No call came. Sarabt had died before they could connect him.
PART TWO
“It won’t happen again” the convoy leader repeated. “Probably.”
“What caused it?” asked Copeland.
“A malfunction in the remote guidance system.”
“I didn’t ask what it was. I asked what caused it.”
“These malfunctions are quite common in freighters, Captain.”

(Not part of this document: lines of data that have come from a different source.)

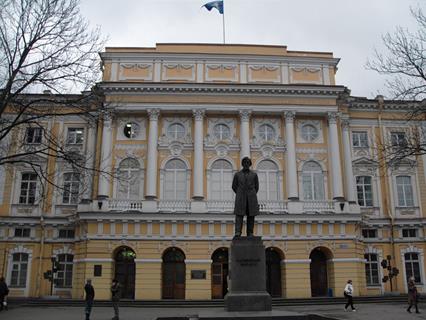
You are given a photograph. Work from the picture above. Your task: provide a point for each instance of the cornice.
(221, 89)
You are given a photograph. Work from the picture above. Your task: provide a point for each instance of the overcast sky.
(351, 29)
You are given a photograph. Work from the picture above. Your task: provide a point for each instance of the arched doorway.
(319, 274)
(125, 271)
(273, 272)
(219, 273)
(173, 274)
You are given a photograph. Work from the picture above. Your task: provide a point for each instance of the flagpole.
(223, 21)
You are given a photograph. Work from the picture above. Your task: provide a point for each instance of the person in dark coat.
(245, 186)
(115, 297)
(4, 291)
(413, 295)
(90, 296)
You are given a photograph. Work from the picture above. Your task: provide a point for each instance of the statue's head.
(246, 163)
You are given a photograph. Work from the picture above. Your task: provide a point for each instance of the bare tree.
(46, 45)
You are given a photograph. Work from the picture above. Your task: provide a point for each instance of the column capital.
(332, 117)
(198, 114)
(290, 116)
(153, 114)
(245, 115)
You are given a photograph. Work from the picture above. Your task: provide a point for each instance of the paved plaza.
(368, 311)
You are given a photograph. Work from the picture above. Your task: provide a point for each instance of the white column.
(245, 133)
(293, 192)
(198, 176)
(349, 177)
(106, 157)
(334, 156)
(151, 170)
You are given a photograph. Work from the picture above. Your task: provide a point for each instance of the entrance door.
(173, 274)
(125, 272)
(319, 283)
(273, 273)
(220, 273)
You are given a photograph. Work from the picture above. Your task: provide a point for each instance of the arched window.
(129, 179)
(18, 277)
(266, 132)
(71, 188)
(364, 191)
(312, 181)
(175, 180)
(267, 171)
(405, 191)
(64, 273)
(221, 181)
(176, 131)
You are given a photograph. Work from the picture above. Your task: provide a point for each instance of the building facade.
(181, 118)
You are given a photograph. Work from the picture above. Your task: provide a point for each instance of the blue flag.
(215, 4)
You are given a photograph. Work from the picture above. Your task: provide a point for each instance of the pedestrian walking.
(115, 297)
(349, 289)
(413, 295)
(4, 291)
(90, 296)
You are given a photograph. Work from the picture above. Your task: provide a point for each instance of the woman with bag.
(4, 291)
(349, 289)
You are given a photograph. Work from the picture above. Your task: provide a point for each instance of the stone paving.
(368, 311)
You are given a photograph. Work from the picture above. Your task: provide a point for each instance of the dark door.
(125, 272)
(173, 274)
(273, 273)
(220, 273)
(319, 281)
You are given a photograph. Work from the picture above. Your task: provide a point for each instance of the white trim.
(294, 261)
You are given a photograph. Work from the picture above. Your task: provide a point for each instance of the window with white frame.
(221, 131)
(364, 191)
(175, 180)
(221, 181)
(266, 132)
(412, 266)
(64, 273)
(129, 173)
(18, 278)
(28, 191)
(312, 181)
(398, 139)
(75, 136)
(71, 188)
(309, 132)
(404, 191)
(33, 135)
(372, 269)
(360, 139)
(176, 131)
(267, 172)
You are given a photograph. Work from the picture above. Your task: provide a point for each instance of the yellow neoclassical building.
(181, 118)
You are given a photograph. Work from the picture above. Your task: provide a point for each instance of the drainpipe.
(381, 103)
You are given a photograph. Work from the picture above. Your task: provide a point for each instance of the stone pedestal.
(247, 276)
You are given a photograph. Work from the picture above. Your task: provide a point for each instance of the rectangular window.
(409, 233)
(33, 135)
(371, 269)
(364, 191)
(22, 232)
(18, 277)
(369, 233)
(360, 139)
(75, 136)
(398, 139)
(405, 191)
(412, 267)
(66, 233)
(28, 188)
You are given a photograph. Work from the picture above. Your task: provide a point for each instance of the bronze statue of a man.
(245, 186)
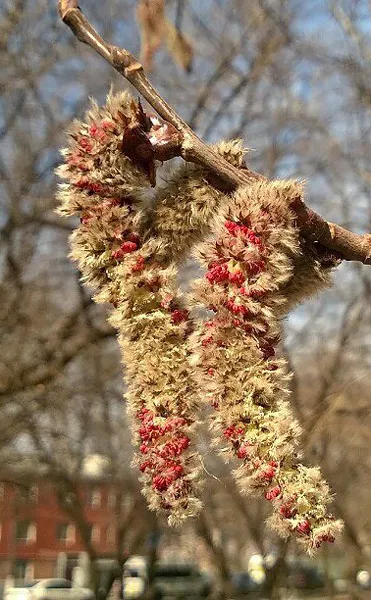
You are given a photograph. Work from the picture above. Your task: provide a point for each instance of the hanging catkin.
(250, 263)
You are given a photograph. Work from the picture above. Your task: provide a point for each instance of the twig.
(347, 245)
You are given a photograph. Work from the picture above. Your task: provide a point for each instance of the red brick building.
(34, 529)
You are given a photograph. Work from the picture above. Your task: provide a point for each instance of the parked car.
(48, 589)
(179, 581)
(244, 585)
(303, 577)
(135, 578)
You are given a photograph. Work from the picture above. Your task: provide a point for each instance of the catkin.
(105, 189)
(251, 266)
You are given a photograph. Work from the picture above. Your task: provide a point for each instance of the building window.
(25, 531)
(95, 534)
(111, 535)
(29, 574)
(94, 498)
(19, 569)
(65, 533)
(33, 494)
(112, 499)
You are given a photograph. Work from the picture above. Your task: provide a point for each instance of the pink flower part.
(244, 451)
(97, 132)
(86, 144)
(218, 273)
(273, 493)
(237, 278)
(304, 528)
(179, 316)
(139, 265)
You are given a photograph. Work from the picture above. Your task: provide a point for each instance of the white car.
(48, 589)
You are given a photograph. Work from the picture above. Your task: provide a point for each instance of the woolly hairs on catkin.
(257, 268)
(104, 188)
(251, 265)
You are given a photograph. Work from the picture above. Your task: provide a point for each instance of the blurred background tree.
(292, 79)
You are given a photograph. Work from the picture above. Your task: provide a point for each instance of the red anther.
(178, 316)
(267, 473)
(237, 277)
(125, 248)
(273, 493)
(243, 451)
(139, 265)
(86, 144)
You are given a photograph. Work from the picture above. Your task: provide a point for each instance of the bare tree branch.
(348, 245)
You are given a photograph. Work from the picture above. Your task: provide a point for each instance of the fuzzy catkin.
(250, 264)
(185, 206)
(104, 188)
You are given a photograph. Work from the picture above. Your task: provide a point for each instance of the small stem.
(222, 175)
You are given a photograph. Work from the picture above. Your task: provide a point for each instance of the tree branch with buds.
(175, 138)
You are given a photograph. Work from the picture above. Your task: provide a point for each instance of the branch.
(346, 245)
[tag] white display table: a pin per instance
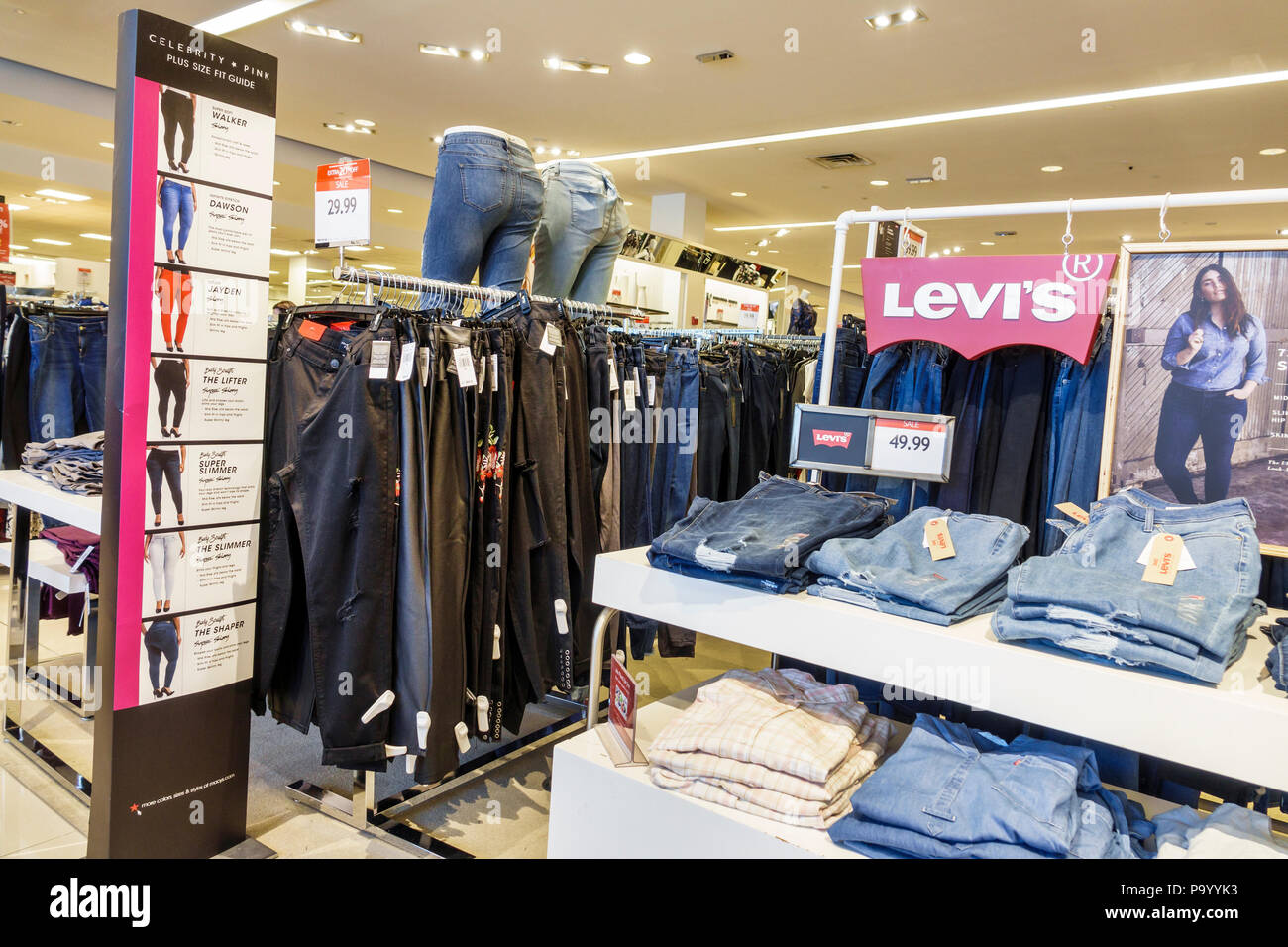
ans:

“I’ll try again. What. Caused. It.”
Pause. “We don’t know.”
“You can’t be certain it wasn’t Her.”
The convoy leader stayed silent.
Come on, Copeland thought, it’s only a double negative. But he didn’t bother to press for an answer.
It was Her.
In a convoy of thirty-one unmanned freighters, number Twenty-Nine had suddenly broken formation and embarked on a peregrination of its own for nearly three minutes, after which it had re-inserted itself in the line-ahead formation of the convoy. It was not uncommon for remotely-piloted freighters to do such things, and since returning it had responded perfectly to signals. There was absolutely no evidence that anything external was involved. And, at Copeland’s repeated insistence, they had checked and rechecked that, most thoroughly.
He knew it was Her.
“You can’t be certain it wasn’t Her! Probably Won’t Happen Again is no good to me!”
The convoy leader’s image, on Copeland’s small chair-side comm screen, showed none of the anxiety this outburst had caused among Copeland’s crew on the Bridge, only a dogged will not to be bullied; he was a civilian.
Copeland knew about civilian pilots, and knew about people who wouldn’t be bullied. He remained silent, and let his silence grow loud and long, never for a moment taking his eyes off the comm screen. Finally, the convoy leader started to fidget under his rancid gaze.